Service level agreement aware resource management
Abstract
Next Generation Grids aim at attracting commercial users to employ Grid environments for their business critical compute jobs. These customers demand for contractually fixed service quality levels, ensuring the availability of results in time In this context, a Service Level Agreement (SLA) is a powerful instrument for defining a comprehensive requirement profile. Numerous research projects worldwide already focus on integrating SLA technology in Grid middleware components like broker services. However, solely focusing on Grid middleware services is not sufficient. Services at Grid middleware may accept compute jobs from customers, but they have to realize them by means of local resource management systems (RMS). Current RMS offer best-effort service only, thus they are also limiting the service quality level the Grid middleware service is able to provide. In this thesis the architecture and operation of an SLA-aware resource management system is described, which allows Grid middleware components to negotiate on SLAs. The system uses its internal mechanisms of applicationtransparent fault tolerance to ensure the terms of these SLAs even in case of resource outages. The main parts of this work focus on scheduling aspects and strategies for ensuring SLA compliance, respectively design aspects on implementation. Scheduling strategies significantly determine the level of fault tolerance that the system is able to provide. After presenting requirements of Grid middleware components on service qualities and a description of operation phases of an SLA-aware resource management system, intra-cluster scheduling strategies are described.
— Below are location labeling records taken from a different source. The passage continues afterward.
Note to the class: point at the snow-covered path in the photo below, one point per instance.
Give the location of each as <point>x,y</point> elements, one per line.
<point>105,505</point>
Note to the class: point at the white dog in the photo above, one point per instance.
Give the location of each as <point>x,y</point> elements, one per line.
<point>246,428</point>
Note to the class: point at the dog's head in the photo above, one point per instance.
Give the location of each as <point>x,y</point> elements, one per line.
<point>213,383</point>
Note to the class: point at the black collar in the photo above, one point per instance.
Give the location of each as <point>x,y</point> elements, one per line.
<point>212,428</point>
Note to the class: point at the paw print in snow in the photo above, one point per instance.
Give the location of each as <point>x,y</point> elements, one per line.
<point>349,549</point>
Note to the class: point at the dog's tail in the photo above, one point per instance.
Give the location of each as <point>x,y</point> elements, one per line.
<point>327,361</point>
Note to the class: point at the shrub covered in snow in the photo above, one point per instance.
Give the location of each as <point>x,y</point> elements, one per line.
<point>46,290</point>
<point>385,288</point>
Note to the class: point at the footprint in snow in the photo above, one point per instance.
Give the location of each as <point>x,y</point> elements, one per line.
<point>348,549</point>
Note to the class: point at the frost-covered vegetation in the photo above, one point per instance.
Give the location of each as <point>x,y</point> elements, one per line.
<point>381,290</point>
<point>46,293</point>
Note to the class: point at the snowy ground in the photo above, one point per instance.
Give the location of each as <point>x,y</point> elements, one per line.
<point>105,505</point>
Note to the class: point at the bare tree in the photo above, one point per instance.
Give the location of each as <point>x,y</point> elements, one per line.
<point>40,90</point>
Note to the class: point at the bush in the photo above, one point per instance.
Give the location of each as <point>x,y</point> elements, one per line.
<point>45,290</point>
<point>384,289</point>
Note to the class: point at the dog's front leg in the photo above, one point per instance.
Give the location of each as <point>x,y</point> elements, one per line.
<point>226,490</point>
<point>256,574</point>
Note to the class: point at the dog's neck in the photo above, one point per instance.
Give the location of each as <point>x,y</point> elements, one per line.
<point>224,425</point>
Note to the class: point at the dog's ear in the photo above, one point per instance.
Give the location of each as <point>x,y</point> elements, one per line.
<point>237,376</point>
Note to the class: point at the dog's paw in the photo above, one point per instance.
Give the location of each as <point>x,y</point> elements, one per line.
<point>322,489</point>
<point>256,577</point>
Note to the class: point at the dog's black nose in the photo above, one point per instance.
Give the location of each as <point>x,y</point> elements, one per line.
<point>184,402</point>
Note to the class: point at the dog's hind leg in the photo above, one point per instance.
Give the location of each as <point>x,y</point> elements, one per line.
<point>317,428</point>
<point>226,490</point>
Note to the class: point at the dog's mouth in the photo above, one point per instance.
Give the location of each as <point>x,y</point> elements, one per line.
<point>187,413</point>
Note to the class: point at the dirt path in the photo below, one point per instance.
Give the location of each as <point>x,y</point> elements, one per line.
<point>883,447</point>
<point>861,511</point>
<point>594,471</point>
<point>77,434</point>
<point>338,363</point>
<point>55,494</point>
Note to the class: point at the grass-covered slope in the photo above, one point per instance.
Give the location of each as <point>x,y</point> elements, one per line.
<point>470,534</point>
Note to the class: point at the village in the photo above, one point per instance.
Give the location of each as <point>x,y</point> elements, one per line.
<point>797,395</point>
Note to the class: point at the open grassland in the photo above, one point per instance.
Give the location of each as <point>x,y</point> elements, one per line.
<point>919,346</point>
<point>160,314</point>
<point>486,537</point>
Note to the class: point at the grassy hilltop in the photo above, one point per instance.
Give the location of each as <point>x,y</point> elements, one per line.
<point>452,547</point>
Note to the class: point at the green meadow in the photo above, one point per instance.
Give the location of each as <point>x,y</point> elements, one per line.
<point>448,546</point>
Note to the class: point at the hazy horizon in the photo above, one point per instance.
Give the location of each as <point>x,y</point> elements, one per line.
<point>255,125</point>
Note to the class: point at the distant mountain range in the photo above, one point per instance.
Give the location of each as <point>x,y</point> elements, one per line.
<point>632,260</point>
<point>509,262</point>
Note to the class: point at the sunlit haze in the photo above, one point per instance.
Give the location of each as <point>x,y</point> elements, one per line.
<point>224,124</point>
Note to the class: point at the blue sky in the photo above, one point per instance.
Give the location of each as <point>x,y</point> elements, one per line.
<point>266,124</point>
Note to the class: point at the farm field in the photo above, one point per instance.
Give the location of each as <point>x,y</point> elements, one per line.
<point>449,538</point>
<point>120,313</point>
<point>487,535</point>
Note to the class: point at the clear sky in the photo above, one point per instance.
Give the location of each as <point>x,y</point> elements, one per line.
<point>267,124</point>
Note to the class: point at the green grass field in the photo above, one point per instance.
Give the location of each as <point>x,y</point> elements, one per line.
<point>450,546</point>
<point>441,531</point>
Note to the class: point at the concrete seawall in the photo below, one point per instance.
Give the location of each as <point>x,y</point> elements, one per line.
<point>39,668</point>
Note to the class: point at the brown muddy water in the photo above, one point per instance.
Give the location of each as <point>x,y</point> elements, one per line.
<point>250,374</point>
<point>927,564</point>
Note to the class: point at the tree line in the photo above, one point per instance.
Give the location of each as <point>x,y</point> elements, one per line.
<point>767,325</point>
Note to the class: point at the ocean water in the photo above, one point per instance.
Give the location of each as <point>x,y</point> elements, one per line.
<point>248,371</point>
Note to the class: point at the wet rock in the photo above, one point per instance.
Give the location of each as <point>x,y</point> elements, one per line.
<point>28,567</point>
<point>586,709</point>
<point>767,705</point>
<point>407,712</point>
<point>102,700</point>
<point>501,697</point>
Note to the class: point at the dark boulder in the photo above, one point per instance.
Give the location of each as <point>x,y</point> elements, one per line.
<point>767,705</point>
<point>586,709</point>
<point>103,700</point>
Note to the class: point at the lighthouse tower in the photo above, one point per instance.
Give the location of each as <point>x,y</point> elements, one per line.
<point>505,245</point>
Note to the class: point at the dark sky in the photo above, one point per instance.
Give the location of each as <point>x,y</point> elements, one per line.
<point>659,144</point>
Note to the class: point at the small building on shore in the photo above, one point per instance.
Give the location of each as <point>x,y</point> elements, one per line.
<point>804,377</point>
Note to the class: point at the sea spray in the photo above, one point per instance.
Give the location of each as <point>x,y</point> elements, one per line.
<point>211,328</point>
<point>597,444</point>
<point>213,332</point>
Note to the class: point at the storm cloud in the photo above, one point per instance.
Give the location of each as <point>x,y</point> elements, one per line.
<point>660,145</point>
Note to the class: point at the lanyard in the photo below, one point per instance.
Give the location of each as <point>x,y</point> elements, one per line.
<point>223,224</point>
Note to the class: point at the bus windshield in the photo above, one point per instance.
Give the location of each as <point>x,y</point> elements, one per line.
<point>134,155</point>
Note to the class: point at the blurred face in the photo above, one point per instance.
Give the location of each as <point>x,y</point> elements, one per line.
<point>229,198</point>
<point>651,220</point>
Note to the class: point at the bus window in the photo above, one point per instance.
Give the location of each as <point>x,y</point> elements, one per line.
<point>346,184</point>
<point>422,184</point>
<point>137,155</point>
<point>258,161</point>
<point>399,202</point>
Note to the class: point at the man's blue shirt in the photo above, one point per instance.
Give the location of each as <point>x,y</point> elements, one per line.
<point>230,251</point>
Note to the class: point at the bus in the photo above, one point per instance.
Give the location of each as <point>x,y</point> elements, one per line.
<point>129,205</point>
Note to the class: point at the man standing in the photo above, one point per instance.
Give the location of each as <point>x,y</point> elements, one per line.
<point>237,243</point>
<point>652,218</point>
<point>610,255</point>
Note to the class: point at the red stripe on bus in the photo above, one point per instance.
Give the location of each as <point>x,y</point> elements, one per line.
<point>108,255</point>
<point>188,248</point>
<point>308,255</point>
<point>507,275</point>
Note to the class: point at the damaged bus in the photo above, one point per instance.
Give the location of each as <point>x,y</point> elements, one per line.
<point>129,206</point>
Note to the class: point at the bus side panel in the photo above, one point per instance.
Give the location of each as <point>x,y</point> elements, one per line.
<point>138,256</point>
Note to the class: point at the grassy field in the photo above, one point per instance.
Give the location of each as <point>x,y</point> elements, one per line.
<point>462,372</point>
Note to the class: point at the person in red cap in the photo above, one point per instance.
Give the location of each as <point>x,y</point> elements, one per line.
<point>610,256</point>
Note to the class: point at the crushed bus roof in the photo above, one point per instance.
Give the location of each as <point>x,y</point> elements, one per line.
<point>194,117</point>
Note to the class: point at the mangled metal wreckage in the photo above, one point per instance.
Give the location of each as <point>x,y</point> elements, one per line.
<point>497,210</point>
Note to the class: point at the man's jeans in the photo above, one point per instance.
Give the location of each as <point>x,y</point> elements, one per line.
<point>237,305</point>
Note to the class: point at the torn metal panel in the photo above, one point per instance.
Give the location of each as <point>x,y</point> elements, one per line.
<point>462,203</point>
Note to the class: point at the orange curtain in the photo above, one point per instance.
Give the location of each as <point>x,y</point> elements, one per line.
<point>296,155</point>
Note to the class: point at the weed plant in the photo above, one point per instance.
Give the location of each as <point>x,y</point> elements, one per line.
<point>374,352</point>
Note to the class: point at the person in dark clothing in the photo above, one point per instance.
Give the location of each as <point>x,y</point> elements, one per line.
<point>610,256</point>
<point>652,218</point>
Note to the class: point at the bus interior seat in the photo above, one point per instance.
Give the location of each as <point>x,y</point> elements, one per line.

Here, the system solely uses its own resources and mechanisms for coping with resource outages. For further increasing the level of fault tolerance, strategies for cross-border migration are presented. Beside a migration to other cluster systems in the same administrative domain, the system uses also Grid resources as migration targets. For ensuring the successful restart, mechanisms for describing the compatibility profile of a checkpointed job are presented. The concept of the SLA-aware resource management system has been implemented in the scope of the EC-funded project HPC4U. We will describe design aspects of this realization and show results from system deployments at use-case customers.